That'll teach YOU to tell the truth all right, because your father wore that expensive sweater to his reunion, and he'd blurted out the price you told him it'd cost, because you did NOT want to get nagged by him, on you spending all that money to give him a present, and you ended up, getting your wallet emptied out, because he'd told others, and now, they wanted the same thing too, translated…
Every year as Father's Day came, I'd recalled that heart wrenching pain of the millennium.
That year, I gave my father a $6,000N.T. sweater, and because I knew how frugal he was, when he'd asked me about the cost, I'd told him that it cost $600N.T.s. This made him ecstatic, he'd worn it for days on end, didn't want to take it off. And, although it'd cost me one-sixth of my wages then, but it'd always been, more than, worth it to me.
what that, "little white lie" might look like...photo from online
A week later, my father called me, asked me to purchase three more for him, because he'd gone to his reunion in the sweater, and all his old friend saw, and after he'd told them the cost, they'd felt it was a great deal, and asked him to purchase for them. He'd joyously chimed out, "they'd all said you had a great eye for fashion, and that you'd fulfilled your filial piety responsibilities to me."
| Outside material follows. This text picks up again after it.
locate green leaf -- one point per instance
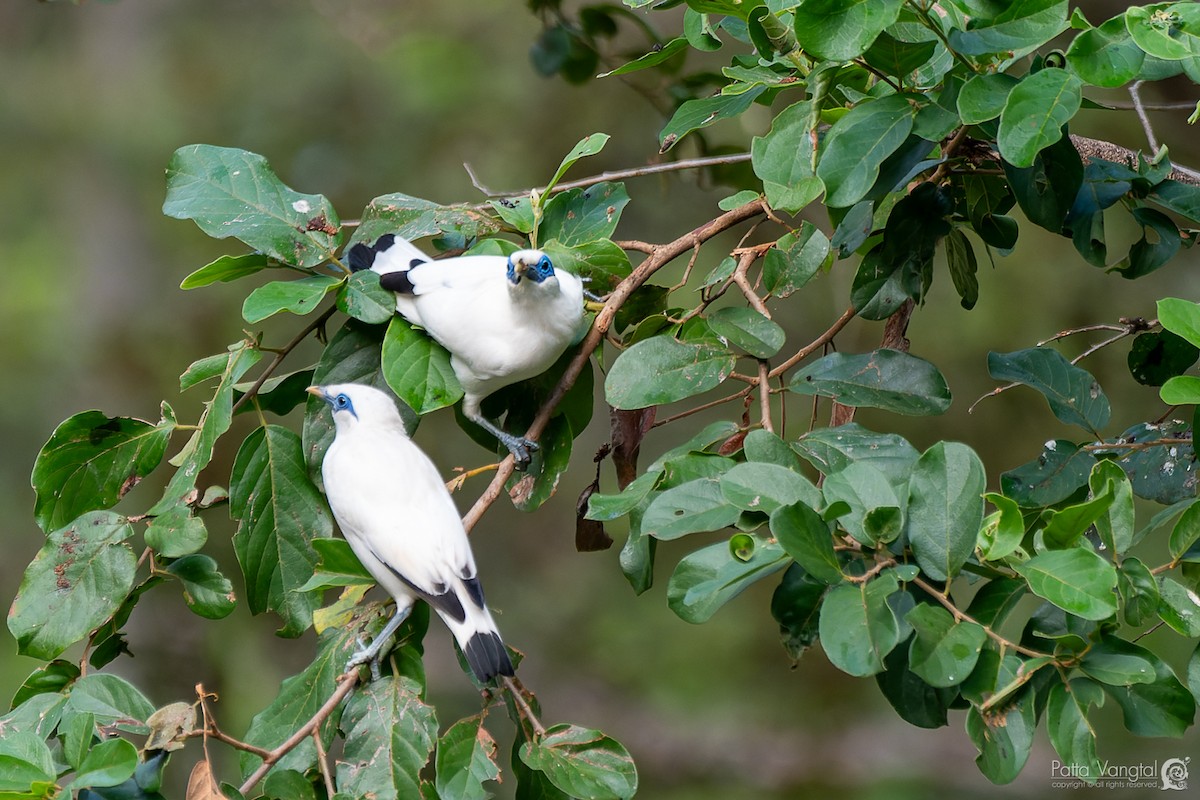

After I'd heard my father, I took the $1,800N.T. he'd wired to my account, and I was, totally, dumbfounded—three of them? I can't even cry! Worried that he may lose face if I didn't purchase the three sweaters for him, and told him, that that was the final THREE of the season, that the shop no longer carried the style again, that he is to NEVER agree to purchase any more for his classmates again.
And, ever since, when I'd purchased any clothes for dad, I'd always told him, that this was, the last one, that the shops don't have any backstock.
And, because you didn't want to make your father think, that you'd, spent a whole lot of money, buying him the sweater, and so you told that little white lie, and it'd ended up, hollowing out YOUR wallet, and, that's a lesson that you learned: always tell the truth, but it's okay, if you can bend it a little, to NOT get nagged at, to EASE your parents' minds, on how much you're spending on them.